Is a new breed of architect emerging that is more concerned with ethics and less in thrall to the corporate world? The AJ talks to three up-and-coming practices about their grassroots approach
‘Working for unethical clients is bad for business,’ says Citizens Design Bureau director Katy Marks. ‘I took a judgement early on that I would rather work for lower fees and protect my reputation. I am not happy about it, but I would rather do that than sell out.’
Marks’ language seems curious, almost antiquated in this age of rampant commercialism – sell-out hasn’t seemed a relevant term since Bob Dylan started advertising Chrysler. But for Marks, this stance is as much about good business sense as seizing the moral high ground.
‘I have seen others go down that road of working with cut-throat developers, and they have never been able to establish what their values are,’ she says. ‘You end up perpetuating a situation where architects are sat in a room with marketing people, estate agents, developers; are the lowest paid in the room and doing the most work. And ultimately the architect’s name is on the building so we get the blame.’
Though her name is not on the building, Marks worked on the Stirling Prize-winning Liverpool Everyman Theatre before founding Citizens Design Bureau in 2011. So far the practice has worked at a grassroots level, tackling a mixture of community housing, creative workspace, theatres and arts buildings. Marks believes architects need to show solidarity and firmly communicate common values. Partly through necessity and partly because of the practice’s ethos, Citizens Design Bureau bolsters its income with design surgeries and product design.
‘We can be much clearer about our value – that these are our principles and we will not move from them,’ she says. ‘That tends to draw out the best clients.’
Citizens Design Bureau is part of a new wave of architects producing good – and in some cases award-winning – buildings that place greater emphasis on certain ethical principles than on chasing the money.
RIBA Award-winning practice Architecture 00 is another that has avoided working for corporate clients and that talks of its ethos. Central to this is a strong understanding of economics.
‘It is lazy and unprofessional to just do what you are asked to do,’ says co-founder Lynton Pepper.
‘It should not be beyond the wit of man to make a scheme that has social benefit and makes a profit. For example, with housing you could suggest releasing land in a different way and, including community assets, you can make it more profitable.’
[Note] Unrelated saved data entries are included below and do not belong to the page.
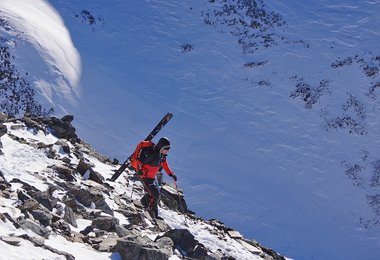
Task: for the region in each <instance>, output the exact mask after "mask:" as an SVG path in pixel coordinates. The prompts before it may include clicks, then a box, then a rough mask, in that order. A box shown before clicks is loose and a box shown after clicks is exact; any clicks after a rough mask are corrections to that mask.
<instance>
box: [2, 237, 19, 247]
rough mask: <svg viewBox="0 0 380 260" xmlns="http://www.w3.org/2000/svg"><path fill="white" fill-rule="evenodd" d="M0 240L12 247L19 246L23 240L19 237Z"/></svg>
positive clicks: (3, 237)
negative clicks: (9, 244) (1, 240)
mask: <svg viewBox="0 0 380 260" xmlns="http://www.w3.org/2000/svg"><path fill="white" fill-rule="evenodd" d="M0 239H1V240H2V241H4V242H5V243H7V244H10V245H12V246H18V245H19V244H20V243H21V241H22V239H21V238H18V237H0Z"/></svg>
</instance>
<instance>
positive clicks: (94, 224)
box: [91, 216, 119, 232]
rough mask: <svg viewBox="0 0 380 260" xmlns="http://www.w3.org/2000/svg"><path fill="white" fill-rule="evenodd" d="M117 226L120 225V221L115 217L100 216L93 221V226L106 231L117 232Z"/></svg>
mask: <svg viewBox="0 0 380 260" xmlns="http://www.w3.org/2000/svg"><path fill="white" fill-rule="evenodd" d="M116 225H119V220H118V219H117V218H114V217H108V216H100V217H97V218H95V219H94V220H93V221H92V224H91V226H92V227H93V228H98V229H101V230H105V231H110V232H115V231H116Z"/></svg>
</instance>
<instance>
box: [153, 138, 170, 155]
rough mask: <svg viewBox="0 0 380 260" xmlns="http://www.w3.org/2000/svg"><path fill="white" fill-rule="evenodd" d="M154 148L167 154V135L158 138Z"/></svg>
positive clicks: (167, 149) (167, 146) (167, 141)
mask: <svg viewBox="0 0 380 260" xmlns="http://www.w3.org/2000/svg"><path fill="white" fill-rule="evenodd" d="M156 149H157V151H159V152H160V154H167V153H168V151H169V149H170V141H169V139H168V138H167V137H162V138H160V140H159V141H158V143H157V145H156Z"/></svg>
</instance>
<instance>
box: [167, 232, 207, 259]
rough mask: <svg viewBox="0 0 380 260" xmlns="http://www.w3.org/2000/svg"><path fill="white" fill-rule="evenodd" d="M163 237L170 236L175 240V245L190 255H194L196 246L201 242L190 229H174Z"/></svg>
mask: <svg viewBox="0 0 380 260" xmlns="http://www.w3.org/2000/svg"><path fill="white" fill-rule="evenodd" d="M161 237H168V238H170V239H171V240H173V242H174V244H175V246H176V247H178V248H180V249H181V250H183V251H185V252H186V254H187V255H189V256H191V255H192V253H193V251H194V249H195V247H196V246H197V245H198V244H199V243H198V241H197V240H196V239H195V238H194V236H193V234H191V233H190V231H189V230H188V229H172V230H169V231H167V232H166V233H165V234H163V235H162V236H160V238H161Z"/></svg>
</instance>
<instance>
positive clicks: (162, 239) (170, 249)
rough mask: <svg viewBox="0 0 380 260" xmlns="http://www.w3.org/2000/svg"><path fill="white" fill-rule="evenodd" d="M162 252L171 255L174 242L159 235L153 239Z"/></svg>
mask: <svg viewBox="0 0 380 260" xmlns="http://www.w3.org/2000/svg"><path fill="white" fill-rule="evenodd" d="M155 242H156V243H157V245H158V247H159V248H160V249H161V251H162V252H163V253H164V254H167V255H173V248H174V242H173V240H171V239H170V238H168V237H161V238H159V239H157V240H156V241H155Z"/></svg>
However, Pepper says the firm has missed out on jobs because of its unwillingness to build for the sake of it. ‘We reason out requirements to build a building,’ he says. ‘So, for example, if a school’s corridors are too narrow, rather than build a new building you could just put half the school on a different timetable. If you don’t need to build a new building then what is the point?’ To mitigate against potential loss of earnings, Architecture 00 weighs its fees heavily towards the brief stage.
Anthony Engi Meacock, founding member of Assemble, agrees that understanding economics can hold the key to working ethically. ‘We are interested in exploring alternative economics,’ he says, pointing to the practice’s Turner Prize-nominated work with a Community Land Trust in Toxteth, Liverpool, aimed at regenerating a run-down part of the city. ‘It is regeneration from the ground up. We are trying to deliver what they need, whether it is what to do with the old housing stock or what the high street needs.’
Despite its collective approach, Assemble has a potent entrepreneurial streak. The practice has drummed up much of its work by approaching various funding bodies, such as the London Legacy Development Corporation. The Yardhouse – a low-cost workspace in Stratford, east London – was even part-funded by the practice itself. Though self-funding is not a sustainable business plan, it was undoubtedly useful in establishing Assemble’s values and has led to further work with like-minded clients.
‘Often we get involved in the business plan and that means we are working with people who are interested in thinking in a different way,’ Meacock says. ‘Real change needs to come from a higher level, but everyone needs to understand their moral obligations. To say that you will do the work just because otherwise someone else will feels very weak.’